The original code becomes:
```c
#include <stdio.h>
int longestPalindrome(char *s)
{
int count['z' - 'A' + 1] = {0}, res = 0, i = 0, N;
while (s[i] != '\0') {
if (++count[s[i] - 'A'] == 2) {
count[s[i] - 'A'] = 0;
res += 2;
}
++i;
}
N = i;
if (!(N & 1))
res += (res == N ? 0 : 1);
return res + (N & 1);
}
int main() {
char *str = "aaaaaaaaaaaaaaaaaaaabbbbbbbbbbbbbbbbbbbbccccccccccccccccccccde";
printf("%d\n", longestPalindrome(str));
return 0;
}
```
Execute `make longest_palindrome`:
```
...
make[1]: Leaving directory '/home/axwl03/Desktop/srv32/sim'
make[1]: Entering directory '/home/axwl03/Desktop/srv32/tools'
./rvsim --memsize 128 -l trace.log ../sw/longest_palindrome/longest_palindrome.elf
61
Excuting 2424 instructions, 3070 cycles, 1.267 CPI
Program terminate
Simulation statistics
=====================
Simulation time : 0.002 s
Simulation cycles: 3070
Simulation speed : 1.837 MHz
make[1]: Leaving directory '/home/axwl03/Desktop/srv32/tools'
Compare the trace between RTL and ISS simulator
=== Simulation passed ===
```
The first thing I tried is to eliminate the if clause here:
```c
if (!(N & 1))
res += (res == N ? 0 : 1);
```
It becomes:
```c
res += !(N & 1) & (res != N);
```
Execute `make longest_palindrome`, the result is:
```
...
make[1]: Leaving directory '/home/axwl03/Desktop/srv32/sim'
make[1]: Entering directory '/home/axwl03/Desktop/srv32/tools'
./rvsim --memsize 128 -l trace.log ../sw/longest_palindrome/longest_palindrome.elf
61
Excuting 2426 instructions, 3070 cycles, 1.265 CPI
Program terminate
Simulation statistics
=====================
Simulation time : 0.002 s
Simulation cycles: 3070
Simulation speed : 1.861 MHz
make[1]: Leaving directory '/home/axwl03/Desktop/srv32/tools'
Compare the trace between RTL and ISS simulator
=== Simulation passed ===
```
We can see that CPI becomes 1.265, slightly better than original version.

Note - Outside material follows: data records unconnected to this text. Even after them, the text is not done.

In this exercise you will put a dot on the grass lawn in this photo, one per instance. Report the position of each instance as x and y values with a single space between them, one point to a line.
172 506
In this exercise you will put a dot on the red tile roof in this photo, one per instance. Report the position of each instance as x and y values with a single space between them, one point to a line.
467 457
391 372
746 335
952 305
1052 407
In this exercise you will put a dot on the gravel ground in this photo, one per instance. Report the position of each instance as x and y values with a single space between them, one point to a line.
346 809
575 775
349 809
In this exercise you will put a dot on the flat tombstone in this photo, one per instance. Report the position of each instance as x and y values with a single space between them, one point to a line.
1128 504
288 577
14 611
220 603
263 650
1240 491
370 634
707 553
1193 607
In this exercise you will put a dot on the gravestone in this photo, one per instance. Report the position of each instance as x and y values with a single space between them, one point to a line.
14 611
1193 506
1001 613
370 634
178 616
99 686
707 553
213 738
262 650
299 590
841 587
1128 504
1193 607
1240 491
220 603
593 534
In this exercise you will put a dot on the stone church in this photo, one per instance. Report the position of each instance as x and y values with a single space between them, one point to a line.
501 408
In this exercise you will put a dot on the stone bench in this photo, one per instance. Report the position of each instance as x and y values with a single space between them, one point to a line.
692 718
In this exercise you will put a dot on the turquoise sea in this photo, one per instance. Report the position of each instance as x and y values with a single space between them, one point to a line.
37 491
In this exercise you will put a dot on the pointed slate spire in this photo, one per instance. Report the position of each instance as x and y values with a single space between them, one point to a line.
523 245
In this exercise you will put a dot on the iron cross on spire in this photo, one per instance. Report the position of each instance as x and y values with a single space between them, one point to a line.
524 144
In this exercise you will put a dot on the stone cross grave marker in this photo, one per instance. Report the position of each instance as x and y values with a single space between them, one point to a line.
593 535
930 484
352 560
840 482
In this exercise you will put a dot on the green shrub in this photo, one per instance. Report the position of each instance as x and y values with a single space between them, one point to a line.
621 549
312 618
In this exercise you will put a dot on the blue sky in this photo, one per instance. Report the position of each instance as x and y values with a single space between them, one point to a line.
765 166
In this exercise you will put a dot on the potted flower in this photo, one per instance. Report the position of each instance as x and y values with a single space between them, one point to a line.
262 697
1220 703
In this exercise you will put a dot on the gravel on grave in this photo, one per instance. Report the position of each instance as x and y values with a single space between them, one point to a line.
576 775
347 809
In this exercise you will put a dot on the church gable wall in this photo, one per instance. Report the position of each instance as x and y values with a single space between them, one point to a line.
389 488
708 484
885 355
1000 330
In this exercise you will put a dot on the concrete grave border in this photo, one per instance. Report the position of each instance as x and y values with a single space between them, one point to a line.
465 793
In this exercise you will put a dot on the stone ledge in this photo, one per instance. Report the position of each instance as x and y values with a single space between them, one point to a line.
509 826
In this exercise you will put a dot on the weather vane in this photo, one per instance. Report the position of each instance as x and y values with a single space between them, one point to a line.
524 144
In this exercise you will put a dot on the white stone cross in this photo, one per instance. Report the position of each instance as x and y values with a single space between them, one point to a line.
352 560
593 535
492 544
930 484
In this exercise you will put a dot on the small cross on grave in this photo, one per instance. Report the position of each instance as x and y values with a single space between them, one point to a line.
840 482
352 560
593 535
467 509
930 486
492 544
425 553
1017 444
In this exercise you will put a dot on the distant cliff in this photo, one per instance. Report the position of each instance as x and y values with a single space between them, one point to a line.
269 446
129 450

Another place I modified is:
```c
while (s[i] != '\0') {
if (++count[s[i] - 'A'] == 2) {
count[s[i] - 'A'] = 0;
res += 2;
}
++i;
}
```
It becomes:
```c
while (s[i] != '\0') {
res += ++count[s[i] - 'A'] & 2;
count[s[i++] - 'A'] &= 1;
}
```
It results in:
```
...
make[1]: Leaving directory '/home/axwl03/Desktop/srv32/sim'
make[1]: Entering directory '/home/axwl03/Desktop/srv32/tools'
./rvsim --memsize 128 -l trace.log ../sw/longest_palindrome/longest_palindrome.elf
61
Excuting 2519 instructions, 3103 cycles, 1.232 CPI
Program terminate
Simulation statistics
=====================
Simulation time : 0.002 s
Simulation cycles: 3103
Simulation speed : 1.795 MHz
make[1]: Leaving directory '/home/axwl03/Desktop/srv32/tools'
Compare the trace between RTL and ISS simulator
=== Simulation passed ===
```
The CPI decreases (1.232). However, the total number of cycles and instructions increases.
My final code:
```c
#include <stdio.h>
int longestPalindrome(char *s)
{
int count['z' - 'A' + 1] = {0}, res = 0, i = 0, N;
while (s[i] != '\0') {
res += ++count[s[i] - 'A'] & 2;
count[s[i++] - 'A'] &= 1;
}
N = i;
res += !(N & 1) & (res != N);
return res + (N & 1);
}
int main() {
char *str = "aaaaaaaaaaaaaaaaaaaabbbbbbbbbbbbbbbbbbbbccccccccccccccccccccde";
printf("%d\n", longestPalindrome(str));
return 0;
}
```
## How Compliance Tests Works
* The goal of the compliance tests is to test whether an implementation of the CPU meets the standard. In this case, we are testing RISC-V implementation.